We have all bought things that didn’t turn out to be quite as wonderful as we thought they would be. Maybe it was something small, like a new houseplant. Maybe something big, like a car. Whatever it was, once we saw the flaw, we either learned a lesson or we rationalized our purchase to make it seem like we’re just fine with the choice we made.
Post-Purchase Rationalization is when we choose not to admit that we made a bad decision. Instead we double down on convincing our friends and family – and ourselves, let’s face it – that we’re quite happy with our choice.
If you need a cognitive bias to make you feel better about the poor buying decisions you’re making, post-purchase rationalization is the go-to bias. Of course, if you don’t learn the lesson because you’re too busy denying that your choice was a bad one, you can expect to keep making similar mistakes.
Marketers have all kinds of tricks for triggering your post-purchase rationalization. They are skilled in using it to their advantage to sell you stuff you don’t need, to impress people you don’t know. When you see ads that feature people being thrilled with their purchases, know that you’re being set up.
Every time you’re asked for a review, it is to help create a sense among your contemporaries – strangers or friends — that “this” whatever it is a “must-have” item. Marketers know you’re far less likely to give a bad review simply because post-purchase rationalization makes us all want to white wash our negative experiences. Is it any wonder that the other name for post-purchase rationalization is “Buyer’s Stockholm Syndrome?”

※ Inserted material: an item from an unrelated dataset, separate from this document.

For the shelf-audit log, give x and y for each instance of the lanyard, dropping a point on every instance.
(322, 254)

Post-purchase rationalization is particularly strong for things that cost a lot of money. Most people spend time doing some research. After deliberating, the purchase is made. If said choice is then found to be lacking, we are unwilling to admit we didn’t do a good enough job with the research or that we were fooled. So, instead, we insist that we’re fine with whatever piece of crap we’re stuck with.
Since loads of our purchases are made emotionally –you know you like to shop when you feel a little down – we default to things like brand loyalty to justify choices that aren’t serving us well. And if a company is smart enough to send us an email that tells us what a great choice we just made, we’re happy to believe it. So we share our choices on social media further validating our “good” decisions, even when those decisions suck. We are so determined to appear consistent, we actually tell ourselves stories to justify our actions.

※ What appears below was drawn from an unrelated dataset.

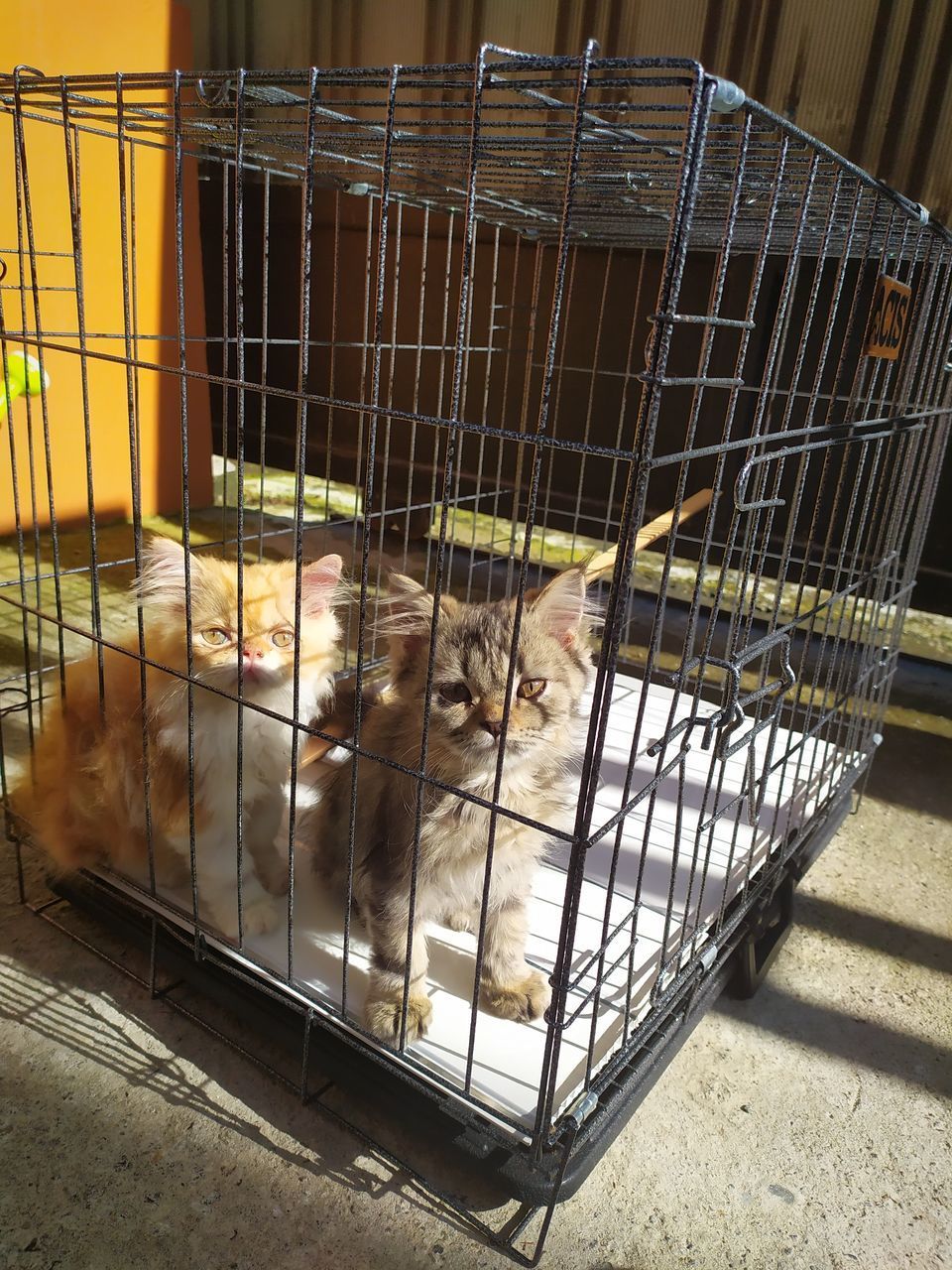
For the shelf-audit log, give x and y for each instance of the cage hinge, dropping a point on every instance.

Impulse shoppers are the kings and queens of post-purchase rationalization. They turn wants into needs to excuse spending money they don’t have or money destined for another job.
“I was so blue after he broke up with me, I needed a new haircut. I went all in and got a new colour too. I just love it,” they said as they yanked the hat down over their head to cover what was clearly a bad choice.
“All my friends have the new phone so I bought one too. I did a lot of research and am happier with my new phone,” they said as they shove the new phone into their pocket and reach for their old phone to take a picture.
“Yah, I know the other gaming console has way more games available, but I’m really happy just playing this one game that works on my system,” they said as they sighed and turned off the TV.
If you think you’re alone in experiencing buyer’s remorse and the subsequent post-purchase rationalization, you aren’t. Studies have shown that people regret fifty percent of their buying decisions. Ouch! That’s a lot of denial, isn’t it?
If you want to make better buying decisions, you have to be willing to admit when you’ve made a bad one. Instead of convincing yourself that you were right all along, look to how you may have been manipulated so you aren’t manipulated in the same way again. Skip the flash sales, get rid of the daily deal notifications, and use a list whenever you go shopping. If it’s not on the list, don’t buy. And when you do buy and are disappointed, take one for the team: be willing to share your disappointment and save your friends and family from similar mistakes.